Gentlemen do not read each other's mail."- Henry L. Stimson, Secretary of State (1929-33)
Cracking the communications code of an adversary's secret governmental transmissions is the crown jewel of the intelligence business.
Almost nothing can compare in the cloak and dagger world to being able to read another country's innermost secrets - completely unbeknownst to them. After all, these communications may include diplomatic negotiating strategies, military plans, or even the names of undercover spies.
Cracked codes provide a veritable mother lode of information for the intelligence analyst (who is required to predict the future) and the policymaker (who is required to plan the future.)

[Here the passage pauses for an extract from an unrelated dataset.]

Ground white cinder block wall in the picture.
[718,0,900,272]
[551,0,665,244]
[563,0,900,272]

Which explains why the saga of former Iraqi Governing Council member Ahmed Chalabi is so unfortunate. Though this story is still unfolding, it appears that Chalabi may have squealed to Iran's Baghdad spy chief that the U.S. was reading the encrypted transmissions of the Iranian intelligence service, the nefarious Ministry of Intelligence and Security.
If true, the revelation of this information would gravely undermine one of the U.S.'s most vital sources of information about Iran - one of the world's most hostile regimes.
Code breaking is one of the most secretive and sophisticated elements of the intelligence business. Countries spend millions of dollars developing impenetrable codes to keep their communications secure.
At the same time, their adversaries spend countless hours trying to break the ciphers, attempting to pull prized nuggets of guarded information from the streams of seemingly nonsensical ones and zeros.
During the Cold War, American intelligence's code-breaking organization, the National Security Agency, was the largest agency in the U.S. spy biz with over 50,000 employees. NSA, known for years jokingly as "No Such Agency," still employs as many as 30,000 employees and is twice the size of the CIA.
As a result of this disclosure, the Iranians will undoubtedly change their codes, leaving us unable to read their mail - at least for a period. This is no small matter. The change in codes could include losing windows of insight into:
-The MOIS' counter-Coalition and intelligence activities in Iraq. Tehran is trying to infiltrate the Iraqi Shi'a community and the new Iraqi government.
Iranian intelligence was bankrolling rebel Shi'a cleric Moqtada al Sadr and his insurgency to the tune of $80 million a year and are surely recruiting other snitches and agents of influence. Establishing a pro-Iran government in Baghdad is high on Tehran's to-do list.
-Tehran's terrorist activities, including support for Hamas, Hezbollah, Palestinian Islamic Jihad and Al Qaeda. Usama bin Laden's son, Saad bin Laden, mastermind Saif al Adel and other Al Qaeda operatives are currently being harbored in Iran. And Hezbollah may be operating in Iraq amongst the Shi'a population under the direction of the MOIS.
-The Iranian clandestine nuclear (weapons) program. The U.N.'s International Atomic Energy Agency just issued a report saying that Iran is not coming clean on its "peaceful" nuclear program. Iran also has not provided access to military sites suspected of housing weapons programs related to nukes.
-Iran's proliferation activities with Syria and North Korea, including ballistic missiles and nuclear weapons dealings. Iran has missiles that can range the entire Middle East and is working on a missile with intercontinental range - meaning the U.S. - supported by North Korea.
Gathering intelligence on Iran is a tremendous challenge for the American intelligence community under the best of circumstances. One of the avenues of doing so has just closed, with potentially dire circumstances.
Secretary Stimson, incidentally, ultimately changed his principled, peacetime position on code breaking when he served as FDR's and Harry Truman's Secretary of War (1940-45). He became a voracious consumer of cracked codes, coming to understand the value of reading other people's mail - especially in times of war.
Stimson would surely appreciate - in today's equally dangerous world - the need to read other people's mail.
Peter Brookes, a veteran of the CIA and naval intelligence, is a senior fellow at The Heritage Foundation.